Data Extraction and Quality Appraisal
After the final research returns have been collated two independent reviewers will read all titles and abstracts after duplicates have been removed. The titles and abstracts will be screened in accordance with inclusion and exclusion criteria. Where it is not possible to determine relevance from the title and abstract alone, at this stage the full paper will be accessed to determine whether it should be included. Where there is disagreement between reviewers a third independent reviewer will review the paper and attempts will be made to resolve the disagreement through discussion. If at this point there is still disagreement the paper will be retained for future reference.
The next step in this process will be full paper screening. Where a paper is deemed not to meet the review inclusion criteria it will be rejected following the dual appraisal method as described above. Papers that meet the inclusion criteria will have the following data extracted and highlighted in table format with brief descriptions where appropriate:
- Year of publication will be listed. This will be a time limited study of 10 years.
- Aims of the study
- Sampling strategy and characteristics (also process of recruitment, drop out)
- Description of the interventions
- Key findings/outcomes
- Overall quality rating of the study using the CASP Appraisal Tool Checklist (2018).
Data Analysis and Synthesis
It is anticipated by the research team that a wide range of study designs and outcomes will be returned as part of this review.
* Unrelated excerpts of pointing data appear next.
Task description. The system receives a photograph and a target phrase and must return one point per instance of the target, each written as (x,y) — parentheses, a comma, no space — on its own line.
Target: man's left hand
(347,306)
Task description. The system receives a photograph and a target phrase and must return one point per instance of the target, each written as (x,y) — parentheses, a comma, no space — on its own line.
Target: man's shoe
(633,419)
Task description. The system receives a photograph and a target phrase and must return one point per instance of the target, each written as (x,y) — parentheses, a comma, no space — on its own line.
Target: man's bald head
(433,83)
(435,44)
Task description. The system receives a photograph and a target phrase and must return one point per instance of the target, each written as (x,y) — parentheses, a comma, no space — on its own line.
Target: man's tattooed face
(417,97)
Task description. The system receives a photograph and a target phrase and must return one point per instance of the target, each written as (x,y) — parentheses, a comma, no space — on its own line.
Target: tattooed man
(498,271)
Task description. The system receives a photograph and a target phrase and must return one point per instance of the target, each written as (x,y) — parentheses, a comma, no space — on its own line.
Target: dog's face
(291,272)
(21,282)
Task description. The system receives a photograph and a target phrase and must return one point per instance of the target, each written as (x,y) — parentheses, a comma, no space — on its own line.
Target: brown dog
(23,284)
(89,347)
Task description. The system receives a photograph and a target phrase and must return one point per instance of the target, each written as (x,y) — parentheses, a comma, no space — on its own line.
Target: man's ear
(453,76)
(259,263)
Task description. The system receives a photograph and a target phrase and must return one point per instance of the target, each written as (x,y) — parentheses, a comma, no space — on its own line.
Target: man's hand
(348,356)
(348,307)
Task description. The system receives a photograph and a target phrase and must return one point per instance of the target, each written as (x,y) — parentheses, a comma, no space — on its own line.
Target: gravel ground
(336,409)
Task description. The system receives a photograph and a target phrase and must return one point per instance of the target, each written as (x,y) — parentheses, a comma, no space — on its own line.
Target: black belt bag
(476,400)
The data extracted from this review will be presented in a thematic narrative format. It is hoped that this will include graphics and/or evidence tables. Where the review team determines that the best course of action is to use statistical summaries this approach will be implemented however, it is the view of the review team, informed by domain expertise, that this is unlikely.
Assessing the Risk of Bias
Initially, each study will be reviewed by two independent reviewers for quality using the CASP Appraisal Tool Checklist (2018). The intention of the review is not to exclude studies on the basis of bias rather it is to note the quality of the studies being reviewed. To examine for selective reporting of results, papers will be examined for indicators of multiple use of samples included in the papers. For example, this may include indicators that data has been drawn from larger projects, a published thesis or other papers. Papers that are determined to fall under this category will be checked against alternate sources, where available, to outcomes relevant to this review are being presented. Finally, GRADE-CERQual guidelines will also be followed in the assessment of outcome quality for methodological limitations, coherence, adequacy of data and relevance.
Amendments to the Protocol
Where there are unavoidable significant deviations from this protocol, such amendments will be recorded and reported within the result of the review.